The RomArchive, hosted by the Documentation and Cultural Center of German Sinti and Roma, is a valuable source of the stories and narratives provided by the victims themselves and it contributes much of lesser known historical texts to improve places and narratives of remembrance.
The RomArchive (www.romarchive.eu) creates an internationally accessible, reliable online source of knowledge, which counters stereotypes and prejudices with facts. For the first time, the story of the genocide committed against the Romani minority was told exclusively from the perspective of the victims. Therefore, the sources can establish counter-narratives for Roma youth organisations to use in their educational work.
As part of the project “Dikh He Na Bister – Strengthening voices of young Roma in Holocaust remembrance” we decided to use these valuable sources in the songbook that in the future would be used in the Holocaust education. In close cooperation with the Romani artist Adrian Gaspar, a Romanian-Austrian pianist, composer and arranger, we decided to use the RomArchive prepared a songbook. The list of songs, introduction and examples of educational sessions and use have been agreed upon and are at the moment in development. Two songs have been already created and performed live during our meeting in Zagreb/Jasenovac in October 2021.
Educational materials based on the RomArchive will be developed to be published online and in print.

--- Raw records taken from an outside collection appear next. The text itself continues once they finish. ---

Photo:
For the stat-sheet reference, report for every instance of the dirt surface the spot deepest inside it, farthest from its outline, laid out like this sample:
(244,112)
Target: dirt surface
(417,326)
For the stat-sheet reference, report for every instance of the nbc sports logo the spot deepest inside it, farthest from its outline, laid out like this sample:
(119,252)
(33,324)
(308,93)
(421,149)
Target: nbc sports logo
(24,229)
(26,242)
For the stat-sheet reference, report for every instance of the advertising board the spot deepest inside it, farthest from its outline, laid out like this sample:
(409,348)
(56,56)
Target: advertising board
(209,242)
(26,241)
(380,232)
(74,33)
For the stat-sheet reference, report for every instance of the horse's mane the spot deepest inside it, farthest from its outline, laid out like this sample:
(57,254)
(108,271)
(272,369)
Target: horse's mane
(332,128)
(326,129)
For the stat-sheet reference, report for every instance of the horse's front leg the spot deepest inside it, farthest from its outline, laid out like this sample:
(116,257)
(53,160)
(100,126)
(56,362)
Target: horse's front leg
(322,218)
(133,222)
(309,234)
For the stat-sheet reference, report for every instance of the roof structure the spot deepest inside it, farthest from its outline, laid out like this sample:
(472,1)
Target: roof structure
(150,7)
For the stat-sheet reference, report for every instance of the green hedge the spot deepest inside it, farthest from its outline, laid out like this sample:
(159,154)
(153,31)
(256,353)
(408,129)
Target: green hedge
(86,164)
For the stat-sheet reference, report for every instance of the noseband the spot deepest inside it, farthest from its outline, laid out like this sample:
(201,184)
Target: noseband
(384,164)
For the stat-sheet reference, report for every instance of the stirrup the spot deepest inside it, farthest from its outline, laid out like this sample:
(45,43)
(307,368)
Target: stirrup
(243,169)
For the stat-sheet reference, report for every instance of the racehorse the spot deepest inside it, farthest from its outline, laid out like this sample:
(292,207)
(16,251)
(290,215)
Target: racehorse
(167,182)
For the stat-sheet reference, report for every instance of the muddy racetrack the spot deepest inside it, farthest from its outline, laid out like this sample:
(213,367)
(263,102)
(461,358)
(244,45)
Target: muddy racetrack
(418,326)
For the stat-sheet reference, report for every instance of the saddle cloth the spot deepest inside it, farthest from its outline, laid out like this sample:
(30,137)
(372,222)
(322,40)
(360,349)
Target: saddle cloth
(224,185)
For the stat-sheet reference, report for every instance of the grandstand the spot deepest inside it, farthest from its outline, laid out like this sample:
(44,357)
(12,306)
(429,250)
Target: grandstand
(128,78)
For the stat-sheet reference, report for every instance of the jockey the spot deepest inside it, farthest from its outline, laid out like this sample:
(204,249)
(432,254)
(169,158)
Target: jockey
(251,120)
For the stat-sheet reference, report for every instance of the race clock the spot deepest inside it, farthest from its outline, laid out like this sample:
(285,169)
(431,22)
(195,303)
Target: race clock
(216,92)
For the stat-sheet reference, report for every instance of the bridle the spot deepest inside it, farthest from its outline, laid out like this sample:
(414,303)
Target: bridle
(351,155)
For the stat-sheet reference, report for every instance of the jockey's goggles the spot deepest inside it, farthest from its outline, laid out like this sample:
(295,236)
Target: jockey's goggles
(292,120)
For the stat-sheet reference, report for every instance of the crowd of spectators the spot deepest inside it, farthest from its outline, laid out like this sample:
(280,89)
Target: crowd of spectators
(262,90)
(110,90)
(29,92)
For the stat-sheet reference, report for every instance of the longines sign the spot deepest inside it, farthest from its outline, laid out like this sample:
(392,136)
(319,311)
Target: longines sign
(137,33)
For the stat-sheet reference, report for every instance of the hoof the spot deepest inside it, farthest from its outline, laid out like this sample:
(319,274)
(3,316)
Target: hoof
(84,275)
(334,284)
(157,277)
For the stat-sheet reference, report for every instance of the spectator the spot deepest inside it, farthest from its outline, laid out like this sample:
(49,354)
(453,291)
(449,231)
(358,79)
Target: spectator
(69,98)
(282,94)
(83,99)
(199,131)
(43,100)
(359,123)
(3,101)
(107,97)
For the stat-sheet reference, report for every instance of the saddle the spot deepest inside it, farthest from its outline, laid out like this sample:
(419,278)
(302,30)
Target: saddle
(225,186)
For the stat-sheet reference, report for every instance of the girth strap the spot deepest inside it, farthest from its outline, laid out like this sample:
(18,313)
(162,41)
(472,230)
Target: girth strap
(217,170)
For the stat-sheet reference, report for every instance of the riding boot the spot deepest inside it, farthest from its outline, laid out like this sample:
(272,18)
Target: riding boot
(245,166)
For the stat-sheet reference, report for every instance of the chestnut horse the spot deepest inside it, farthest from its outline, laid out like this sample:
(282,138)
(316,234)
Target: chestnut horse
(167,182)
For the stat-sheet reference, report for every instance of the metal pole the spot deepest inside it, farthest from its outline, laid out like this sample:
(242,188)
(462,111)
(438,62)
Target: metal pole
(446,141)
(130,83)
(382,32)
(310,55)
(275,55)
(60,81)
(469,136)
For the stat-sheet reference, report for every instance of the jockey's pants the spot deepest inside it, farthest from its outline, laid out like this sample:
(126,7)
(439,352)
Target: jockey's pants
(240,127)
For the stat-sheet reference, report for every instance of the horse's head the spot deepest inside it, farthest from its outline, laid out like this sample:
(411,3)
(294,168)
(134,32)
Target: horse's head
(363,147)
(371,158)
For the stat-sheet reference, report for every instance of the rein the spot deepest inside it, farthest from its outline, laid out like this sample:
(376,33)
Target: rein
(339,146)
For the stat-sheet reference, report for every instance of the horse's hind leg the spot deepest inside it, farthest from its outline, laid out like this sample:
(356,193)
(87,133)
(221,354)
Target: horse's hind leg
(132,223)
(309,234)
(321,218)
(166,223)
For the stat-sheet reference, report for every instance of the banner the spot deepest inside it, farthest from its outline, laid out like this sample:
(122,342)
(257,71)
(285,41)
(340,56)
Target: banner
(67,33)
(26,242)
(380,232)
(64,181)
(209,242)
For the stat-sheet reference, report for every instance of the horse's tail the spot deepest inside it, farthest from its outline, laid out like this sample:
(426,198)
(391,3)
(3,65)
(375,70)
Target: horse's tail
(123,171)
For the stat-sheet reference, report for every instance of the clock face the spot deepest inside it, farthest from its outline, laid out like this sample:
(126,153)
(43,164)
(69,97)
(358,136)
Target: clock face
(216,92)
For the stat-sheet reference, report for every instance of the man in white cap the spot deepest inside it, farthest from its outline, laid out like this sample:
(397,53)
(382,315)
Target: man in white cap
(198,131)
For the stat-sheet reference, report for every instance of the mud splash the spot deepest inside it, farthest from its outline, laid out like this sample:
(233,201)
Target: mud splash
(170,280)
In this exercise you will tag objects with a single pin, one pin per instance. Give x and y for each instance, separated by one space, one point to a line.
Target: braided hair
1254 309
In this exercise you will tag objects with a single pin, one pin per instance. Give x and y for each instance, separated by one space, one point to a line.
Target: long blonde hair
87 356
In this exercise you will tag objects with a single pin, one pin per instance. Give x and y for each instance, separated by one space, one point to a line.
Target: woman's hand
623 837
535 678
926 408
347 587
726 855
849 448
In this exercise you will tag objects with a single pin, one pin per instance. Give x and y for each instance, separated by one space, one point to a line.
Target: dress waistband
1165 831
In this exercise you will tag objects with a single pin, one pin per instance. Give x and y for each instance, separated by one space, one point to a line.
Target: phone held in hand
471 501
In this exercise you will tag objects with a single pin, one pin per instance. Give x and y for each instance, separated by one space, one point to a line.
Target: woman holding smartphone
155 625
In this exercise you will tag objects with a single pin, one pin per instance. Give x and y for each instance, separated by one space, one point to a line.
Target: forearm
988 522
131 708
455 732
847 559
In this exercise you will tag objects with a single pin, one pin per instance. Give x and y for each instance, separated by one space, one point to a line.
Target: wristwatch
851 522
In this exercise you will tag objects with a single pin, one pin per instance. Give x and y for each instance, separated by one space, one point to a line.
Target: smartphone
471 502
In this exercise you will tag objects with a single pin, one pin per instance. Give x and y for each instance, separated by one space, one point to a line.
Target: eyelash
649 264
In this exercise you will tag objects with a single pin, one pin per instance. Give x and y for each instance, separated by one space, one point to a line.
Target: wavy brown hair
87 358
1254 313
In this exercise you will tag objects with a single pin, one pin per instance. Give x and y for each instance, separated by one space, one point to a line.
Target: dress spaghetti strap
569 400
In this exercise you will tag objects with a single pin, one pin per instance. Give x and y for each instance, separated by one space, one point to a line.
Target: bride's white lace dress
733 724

While learning about the Holocaust, listening is the essential skill which can be learnt and needs to be taught. By listening we mean the process of receiving an information, ability to assign a meaning to that information and incorporate it in the wider corpus of knowledge.
Listening to the music is a crucial component of the listening as a communication skill. It helps students to focus, follow the rhythm of the narrative and allows him/her to immerse into the told story. Music is a ideal tool to engage young people and help them to get a deeper understanding of a told narrative. Songs are essentially poems, and have a lot of meaning packed into few words. They can be questioned and discussed. Young people’s own experiences are taken into consideration and add their personal perspective.
The project is funded by the EVZ Foundation and the Federal Foreign Office as part of the program YOUNG PEOPLE remember.